Se i cardinali percepissero che il prossimo Papa deve gestire un nuovo ordine mondiale con un equilibrio USA-Russia più favorevole a Mosca, potrebbe emergere un candidato con una forte esperienza diplomatica e non troppo ostile alla Russia.

Se, invece, il conclave ritenesse che il Papa debba contrastare l’influenza russa, allora potrebbe rafforzarsi un candidato più indipendente dalla diplomazia tradizionale.

Conclusione

La nuova dinamica USA-Russia potrebbe dare un vantaggio ai candidati con forte esperienza diplomatica, come Parolin e Gugerotti. Tuttavia, dipenderà anche da come la maggioranza del Collegio Cardinalizio percepirà il ruolo della Chiesa nel mondo nei prossimi anni.

  1. La Geopolitica e il Conclave

 

Ora, attenzione: le recenti tensioni internazionali tra USA, Russia e Cina potrebbero influenzare l’elezione.

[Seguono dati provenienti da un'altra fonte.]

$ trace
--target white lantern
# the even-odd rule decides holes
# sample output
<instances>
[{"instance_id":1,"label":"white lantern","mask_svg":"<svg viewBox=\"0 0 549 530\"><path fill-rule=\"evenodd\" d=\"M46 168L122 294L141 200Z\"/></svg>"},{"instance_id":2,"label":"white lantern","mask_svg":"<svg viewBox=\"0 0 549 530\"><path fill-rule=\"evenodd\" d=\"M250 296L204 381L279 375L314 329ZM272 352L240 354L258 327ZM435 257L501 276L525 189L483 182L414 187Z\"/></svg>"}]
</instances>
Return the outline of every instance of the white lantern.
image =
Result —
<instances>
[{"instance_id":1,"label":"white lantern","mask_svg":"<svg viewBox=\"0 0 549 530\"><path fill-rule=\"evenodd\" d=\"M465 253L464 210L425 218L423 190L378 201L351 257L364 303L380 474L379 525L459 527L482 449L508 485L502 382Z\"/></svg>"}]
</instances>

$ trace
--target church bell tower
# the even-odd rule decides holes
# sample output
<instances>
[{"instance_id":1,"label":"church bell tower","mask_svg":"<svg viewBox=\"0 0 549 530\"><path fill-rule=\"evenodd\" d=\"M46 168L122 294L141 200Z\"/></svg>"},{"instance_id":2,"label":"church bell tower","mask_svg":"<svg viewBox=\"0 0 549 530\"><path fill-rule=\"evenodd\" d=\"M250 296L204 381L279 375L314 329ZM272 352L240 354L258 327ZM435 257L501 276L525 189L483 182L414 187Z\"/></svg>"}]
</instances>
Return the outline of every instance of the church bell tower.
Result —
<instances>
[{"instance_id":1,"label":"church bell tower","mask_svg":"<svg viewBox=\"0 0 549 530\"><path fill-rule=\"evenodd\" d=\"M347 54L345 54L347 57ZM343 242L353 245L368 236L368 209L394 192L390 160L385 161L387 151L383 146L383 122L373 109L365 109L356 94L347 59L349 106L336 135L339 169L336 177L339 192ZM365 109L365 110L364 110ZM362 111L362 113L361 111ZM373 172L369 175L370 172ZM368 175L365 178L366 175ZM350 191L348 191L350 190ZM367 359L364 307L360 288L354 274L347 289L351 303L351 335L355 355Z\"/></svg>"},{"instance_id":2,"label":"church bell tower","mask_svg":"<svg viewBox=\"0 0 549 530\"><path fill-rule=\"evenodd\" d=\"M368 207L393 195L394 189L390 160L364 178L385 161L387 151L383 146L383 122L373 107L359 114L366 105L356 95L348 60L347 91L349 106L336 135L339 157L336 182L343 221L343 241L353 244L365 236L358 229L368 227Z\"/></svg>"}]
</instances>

Se Washington e Mosca ridisegnano i loro rapporti, il Vaticano potrebbe scegliere un Papa che sappia muoversi in questo nuovo equilibrio.

 

Se servisse un Papa diplomatico per gestire il rapporto con la Russia, Parolin o Gugerotti sarebbero in pole position.

 

Se il focus fosse sulla crescita della Chiesa in Asia e Africa, allora Tagle o un candidato africano potrebbero emergere.

 

Se si volesse un Papa fortemente pastorale, la scelta potrebbe ricadere su Zuppi.

  1. La sorpresa è dietro l’angolo

 

Storicamente, molti Papi eletti non erano i favoriti della vigilia. Giovanni XXIII e Francesco stesso erano outsider. E se il conclave si arenasse su veti incrociati, potrebbe emergere un nome meno discusso, come Prevost o un cardinale latinoamericano.

 

Una cosa è certa: il prossimo conclave non sarà solo una scelta religiosa, ma anche politica. E chi uscirà vincitore, guiderà una Chiesa che deve affrontare sfide enormi, tra crisi di fede, geopolitica e cambiamenti sociali.

 

Restiamo a vedere. Perché la Storia, come sempre, ha in serbo qualche sorpresa.